Le président ougandais Museveni réélu sur fond de répression

Human Rights Watch

Click to expand Image Le président ougandais Yowerei Museveni s'exprimait lors d'une conférence de presse à Entebbe, en Ouganda, le 26 juillet 2022. Il a été réélu le 15 janvier pour un septième mandat, lors d’une élection tenue dans un contexte de forte répression. © 2022 Hajarah Nalwadda/AP Photo

La Commission électorale ougandaise a déclaré le président Yoweri Museveni vainqueur de l’élection du 15 janvier, lui assurant un septième mandat avec 71 % des voix. 

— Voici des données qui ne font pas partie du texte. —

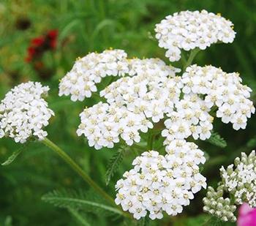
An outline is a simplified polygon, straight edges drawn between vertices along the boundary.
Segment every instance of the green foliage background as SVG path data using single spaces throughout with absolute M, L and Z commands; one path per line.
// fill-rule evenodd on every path
M 252 99 L 255 102 L 255 0 L 1 1 L 0 99 L 11 87 L 28 80 L 48 85 L 50 91 L 48 101 L 56 113 L 47 128 L 49 138 L 114 197 L 114 184 L 125 170 L 130 169 L 135 154 L 126 154 L 125 160 L 107 187 L 105 175 L 108 163 L 116 150 L 94 151 L 75 133 L 79 124 L 78 114 L 85 106 L 93 105 L 96 100 L 92 99 L 78 103 L 71 102 L 69 98 L 59 97 L 59 80 L 71 69 L 78 56 L 110 47 L 124 49 L 129 57 L 159 57 L 167 62 L 164 50 L 157 46 L 154 38 L 154 24 L 175 12 L 202 9 L 221 12 L 222 16 L 229 18 L 235 24 L 237 35 L 232 44 L 213 45 L 200 52 L 195 62 L 202 66 L 220 67 L 226 72 L 239 72 L 244 83 L 253 89 Z M 23 18 L 31 22 L 31 26 L 26 30 L 17 27 L 18 21 Z M 50 69 L 49 75 L 51 75 L 45 80 L 24 61 L 24 58 L 31 39 L 52 29 L 59 31 L 58 48 L 44 58 L 44 64 Z M 180 66 L 179 63 L 174 65 Z M 230 124 L 215 121 L 214 129 L 225 138 L 227 146 L 221 148 L 208 143 L 199 142 L 200 148 L 209 157 L 203 174 L 211 185 L 219 180 L 219 168 L 222 165 L 227 166 L 241 151 L 249 153 L 256 147 L 255 116 L 249 120 L 246 130 L 235 131 Z M 10 139 L 0 140 L 0 161 L 4 162 L 19 148 L 20 145 Z M 74 219 L 78 217 L 71 216 L 78 213 L 76 208 L 67 211 L 41 200 L 44 194 L 63 187 L 91 192 L 87 184 L 50 150 L 38 143 L 29 143 L 15 162 L 0 167 L 0 225 L 84 224 Z M 197 194 L 182 214 L 165 217 L 161 225 L 203 224 L 207 218 L 202 213 L 204 192 L 201 191 Z M 111 215 L 97 215 L 94 211 L 79 214 L 91 225 L 126 224 Z M 157 224 L 157 222 L 154 223 Z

Les semaines qui ont précédé l’élection ont été marquées par des violations des droits humains. Les forces de sécurité auraient frappé et arrêté des centaines de personnes lors de rassemblements de l'opposition, tiré sans discernement des gaz lacrymogènes sur des manifestants, et violemment frappé des journalistes qui tentaient de couvrir le scrutin. 

Le 28 novembre 2025, des agents de sécurité auraient abattu Mesach Okello, un partisan de l'opposition, à Iganga, dans l'est de l'Ouganda. La police a affirmé avoir réagi à des « jets de pierres » et à des « actes de vandalisme ». Le 8 décembre, le candidat à la présidence Robert Kyagulanyi, également connu sous le nom de Bobi Wine, a déclaré que des soldats l'avaient frappé, lui et ses partisans, à coups de bâton lors d'un rassemblement dans la ville de Gulu, dans le nord du pays.

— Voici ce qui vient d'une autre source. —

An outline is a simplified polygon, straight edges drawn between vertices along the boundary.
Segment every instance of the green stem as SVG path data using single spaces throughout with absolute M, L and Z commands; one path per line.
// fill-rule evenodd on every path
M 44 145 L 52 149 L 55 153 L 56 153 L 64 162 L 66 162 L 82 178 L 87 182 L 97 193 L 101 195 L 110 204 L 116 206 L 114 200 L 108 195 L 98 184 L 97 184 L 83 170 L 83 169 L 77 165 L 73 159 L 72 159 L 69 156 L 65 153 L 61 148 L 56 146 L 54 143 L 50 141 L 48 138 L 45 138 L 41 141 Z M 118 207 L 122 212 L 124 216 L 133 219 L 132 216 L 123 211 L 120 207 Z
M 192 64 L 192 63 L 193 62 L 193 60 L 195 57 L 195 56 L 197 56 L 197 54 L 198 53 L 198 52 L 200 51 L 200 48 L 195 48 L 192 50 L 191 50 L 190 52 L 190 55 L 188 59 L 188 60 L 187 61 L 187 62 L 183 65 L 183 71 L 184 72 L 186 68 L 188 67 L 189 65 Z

Dans les semaines qui ont précédé l’élection, le gouvernement a de nouveau intensifié la répression.

Le 30 décembre, Sarah Bireete, une éminente militante des droits humains, a été arrêtée et, le 12 janvier, le gouvernement a ordonné à au moins dix organisations non gouvernementales de cesser leurs activités pour une durée indéterminée, sur la base de motifs vagues et infondés. Le nombre exact de groupes suspendus n'est pas connu. 

Le gouvernement a également ordonné une coupure généralisée d'Internet deux jours avant l’élection, limitant ainsi considérablement l'accès des Ougandais aux informations essentielles sur le scrutin. Cinq jours plus tard, bien que l'accès à Internet ait été partiellement rétabli par le gouvernement, l'accès aux applications de messagerie et aux réseaux sociaux, tels que WhatsApp et X, était toujours restreint.

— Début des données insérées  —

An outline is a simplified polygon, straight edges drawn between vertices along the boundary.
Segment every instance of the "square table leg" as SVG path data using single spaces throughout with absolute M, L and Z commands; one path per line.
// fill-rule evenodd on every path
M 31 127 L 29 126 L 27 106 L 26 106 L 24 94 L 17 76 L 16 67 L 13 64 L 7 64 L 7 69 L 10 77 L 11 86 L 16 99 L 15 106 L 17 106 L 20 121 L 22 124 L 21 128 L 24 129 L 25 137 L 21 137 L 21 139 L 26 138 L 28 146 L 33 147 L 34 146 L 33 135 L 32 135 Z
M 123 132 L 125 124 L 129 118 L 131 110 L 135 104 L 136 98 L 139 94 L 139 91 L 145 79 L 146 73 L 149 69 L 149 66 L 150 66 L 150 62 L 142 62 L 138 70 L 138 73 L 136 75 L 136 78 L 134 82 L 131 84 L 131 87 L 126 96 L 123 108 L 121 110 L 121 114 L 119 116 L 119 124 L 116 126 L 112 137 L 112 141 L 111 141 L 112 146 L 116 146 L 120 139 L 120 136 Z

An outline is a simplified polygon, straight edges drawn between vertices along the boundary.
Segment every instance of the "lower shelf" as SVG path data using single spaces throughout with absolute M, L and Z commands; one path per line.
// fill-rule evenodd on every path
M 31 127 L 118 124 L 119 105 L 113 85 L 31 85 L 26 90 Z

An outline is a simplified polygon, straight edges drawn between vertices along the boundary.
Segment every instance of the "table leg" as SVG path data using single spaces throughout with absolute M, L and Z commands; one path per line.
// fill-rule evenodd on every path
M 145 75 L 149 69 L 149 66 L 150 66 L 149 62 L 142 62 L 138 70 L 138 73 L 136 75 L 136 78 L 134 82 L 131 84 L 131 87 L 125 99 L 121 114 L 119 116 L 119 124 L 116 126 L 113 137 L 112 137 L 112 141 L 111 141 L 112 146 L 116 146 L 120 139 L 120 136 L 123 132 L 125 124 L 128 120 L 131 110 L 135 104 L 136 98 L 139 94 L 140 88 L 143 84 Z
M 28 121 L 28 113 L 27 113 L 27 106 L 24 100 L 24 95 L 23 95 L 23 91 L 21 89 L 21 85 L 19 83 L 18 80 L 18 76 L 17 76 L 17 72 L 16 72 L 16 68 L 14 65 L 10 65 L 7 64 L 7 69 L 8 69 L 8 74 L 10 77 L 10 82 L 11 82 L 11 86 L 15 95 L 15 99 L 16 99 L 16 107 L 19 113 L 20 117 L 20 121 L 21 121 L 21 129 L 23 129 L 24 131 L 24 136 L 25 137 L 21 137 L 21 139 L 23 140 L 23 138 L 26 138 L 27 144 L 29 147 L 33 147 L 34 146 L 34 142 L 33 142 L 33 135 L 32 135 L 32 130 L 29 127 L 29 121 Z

Suite a l’annonce des résultats électoraux, Robert Kyagulanyi (Bobi Wine) a indiqué sur X que des agents de sécurité avaient encerclé son domicile dans la banlieue de Kampala, coupé l'électricité et les caméras de vidéosurveillance, et bloqué l'accès à la propriété. Malgré ces restrictions, Kyagulanyi a réussi à s'échapper et se trouve actuellement dans un lieu tenu secret. Ses collègues n'ont pas eu cette chance. Son parti, la Plateforme de l'unité nationale (National Unity Platform, NUP), a signalé que deux responsables régionales du NUP avaient été enlevées par les forces de sécurité, et étaient toujours portées disparues.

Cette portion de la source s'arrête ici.